Thursday 15 May 2014

Radio stations disrupt magnetic navigation in birds

Pigeons and migratory birds are known to use the earth's magnetic field for navigation. But experiments in this area of study are found to be difficult to replicate. There are times when researchers fail to see any evidence of magnetic navigation in birds. A recent paper in Nature 509353–356 (2014) gives us a clue why: radio waves!

Radio waves in the range of 50 kHz to 5 MHz seem to suppress the ability of the birds to use the magnetic field. Our radio stations seem to disrupt a sensibility that has evolved over millions of years. 
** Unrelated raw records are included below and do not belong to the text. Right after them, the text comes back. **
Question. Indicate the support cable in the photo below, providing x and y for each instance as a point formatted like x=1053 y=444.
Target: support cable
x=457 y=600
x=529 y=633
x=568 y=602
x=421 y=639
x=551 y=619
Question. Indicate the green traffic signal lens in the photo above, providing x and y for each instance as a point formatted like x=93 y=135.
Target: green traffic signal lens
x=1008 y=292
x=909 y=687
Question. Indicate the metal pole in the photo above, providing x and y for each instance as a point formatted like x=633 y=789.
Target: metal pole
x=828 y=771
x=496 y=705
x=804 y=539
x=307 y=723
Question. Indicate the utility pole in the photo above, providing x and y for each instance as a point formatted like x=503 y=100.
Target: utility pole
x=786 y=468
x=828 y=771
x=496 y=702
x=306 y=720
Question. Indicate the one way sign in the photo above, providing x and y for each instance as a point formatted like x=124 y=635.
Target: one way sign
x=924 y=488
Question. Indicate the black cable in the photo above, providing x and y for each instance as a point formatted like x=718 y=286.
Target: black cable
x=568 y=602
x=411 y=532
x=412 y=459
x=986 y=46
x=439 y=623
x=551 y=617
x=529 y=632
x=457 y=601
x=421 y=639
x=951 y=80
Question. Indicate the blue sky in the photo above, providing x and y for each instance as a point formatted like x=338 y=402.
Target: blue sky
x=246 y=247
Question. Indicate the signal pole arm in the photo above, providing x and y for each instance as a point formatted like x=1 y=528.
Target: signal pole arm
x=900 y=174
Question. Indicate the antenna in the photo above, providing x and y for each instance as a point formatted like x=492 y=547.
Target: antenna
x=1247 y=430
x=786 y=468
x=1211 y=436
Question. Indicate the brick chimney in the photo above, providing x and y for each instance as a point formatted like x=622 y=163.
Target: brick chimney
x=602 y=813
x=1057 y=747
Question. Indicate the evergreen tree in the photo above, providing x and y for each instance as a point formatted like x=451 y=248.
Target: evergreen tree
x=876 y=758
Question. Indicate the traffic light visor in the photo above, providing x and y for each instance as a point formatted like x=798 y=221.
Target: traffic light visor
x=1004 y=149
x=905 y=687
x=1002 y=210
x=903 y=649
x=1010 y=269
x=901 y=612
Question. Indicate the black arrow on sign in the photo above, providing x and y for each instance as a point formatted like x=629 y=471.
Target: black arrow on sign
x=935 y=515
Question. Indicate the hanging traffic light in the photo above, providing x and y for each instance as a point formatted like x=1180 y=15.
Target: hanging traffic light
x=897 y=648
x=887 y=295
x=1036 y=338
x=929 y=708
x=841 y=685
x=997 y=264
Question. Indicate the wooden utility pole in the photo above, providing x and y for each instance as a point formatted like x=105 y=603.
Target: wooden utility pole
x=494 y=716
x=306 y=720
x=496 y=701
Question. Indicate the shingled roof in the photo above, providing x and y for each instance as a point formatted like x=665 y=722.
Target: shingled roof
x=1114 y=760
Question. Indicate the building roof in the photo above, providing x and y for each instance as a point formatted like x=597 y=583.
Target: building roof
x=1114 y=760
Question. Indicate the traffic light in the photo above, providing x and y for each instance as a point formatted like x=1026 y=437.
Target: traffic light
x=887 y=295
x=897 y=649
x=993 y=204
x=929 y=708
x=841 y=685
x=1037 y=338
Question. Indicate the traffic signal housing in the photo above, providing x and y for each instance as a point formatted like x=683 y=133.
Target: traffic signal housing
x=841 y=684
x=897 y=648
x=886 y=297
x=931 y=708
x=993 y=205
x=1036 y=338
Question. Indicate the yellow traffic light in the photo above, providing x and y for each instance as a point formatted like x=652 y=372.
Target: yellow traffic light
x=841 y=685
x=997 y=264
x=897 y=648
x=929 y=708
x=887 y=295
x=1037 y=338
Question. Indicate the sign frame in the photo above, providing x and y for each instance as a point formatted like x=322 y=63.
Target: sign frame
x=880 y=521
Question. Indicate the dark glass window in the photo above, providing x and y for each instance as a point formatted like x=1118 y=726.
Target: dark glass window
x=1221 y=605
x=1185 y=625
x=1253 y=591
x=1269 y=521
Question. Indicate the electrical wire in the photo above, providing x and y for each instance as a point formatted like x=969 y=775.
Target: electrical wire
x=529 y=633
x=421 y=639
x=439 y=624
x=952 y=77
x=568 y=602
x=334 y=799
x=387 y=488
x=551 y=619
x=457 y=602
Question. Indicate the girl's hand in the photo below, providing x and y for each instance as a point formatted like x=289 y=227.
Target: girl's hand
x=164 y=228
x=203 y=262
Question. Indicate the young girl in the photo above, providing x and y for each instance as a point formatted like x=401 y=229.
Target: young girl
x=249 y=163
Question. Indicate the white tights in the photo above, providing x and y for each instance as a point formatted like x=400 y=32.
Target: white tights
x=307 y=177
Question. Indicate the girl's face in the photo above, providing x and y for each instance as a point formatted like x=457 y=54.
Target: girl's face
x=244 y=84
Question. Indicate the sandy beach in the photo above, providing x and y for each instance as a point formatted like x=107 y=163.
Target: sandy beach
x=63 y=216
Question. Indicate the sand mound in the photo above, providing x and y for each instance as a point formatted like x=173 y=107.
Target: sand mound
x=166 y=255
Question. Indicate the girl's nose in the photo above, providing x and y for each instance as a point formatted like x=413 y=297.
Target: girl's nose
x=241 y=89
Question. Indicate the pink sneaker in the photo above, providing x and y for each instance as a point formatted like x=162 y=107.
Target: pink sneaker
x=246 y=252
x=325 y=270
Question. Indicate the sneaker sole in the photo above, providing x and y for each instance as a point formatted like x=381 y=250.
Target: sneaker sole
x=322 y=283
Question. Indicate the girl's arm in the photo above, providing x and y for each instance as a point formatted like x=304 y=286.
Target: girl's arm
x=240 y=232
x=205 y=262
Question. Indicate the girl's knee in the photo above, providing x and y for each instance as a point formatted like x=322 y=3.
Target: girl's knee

Strange, though it may seem, it becomes quite understandable when we consider that there are radio waves that are not produced by radio stations. Changes in solar activity induces changes in the ionosphere of the earth and cause the whistlers - strange sounds that you hear when you try and tune amplitude modulated (AM) radio. This is the time when there are also magnetic storms and using magnetic navigation would cause the birds to go astray anyway. So shutting down the sense of magnetic navigation momentarily is, in a way, useful. 

But consider that the radio stations are mostly 24/7 - unlike whistlers. :(


Monday 5 May 2014

Does an injection from a female doctor hurt more?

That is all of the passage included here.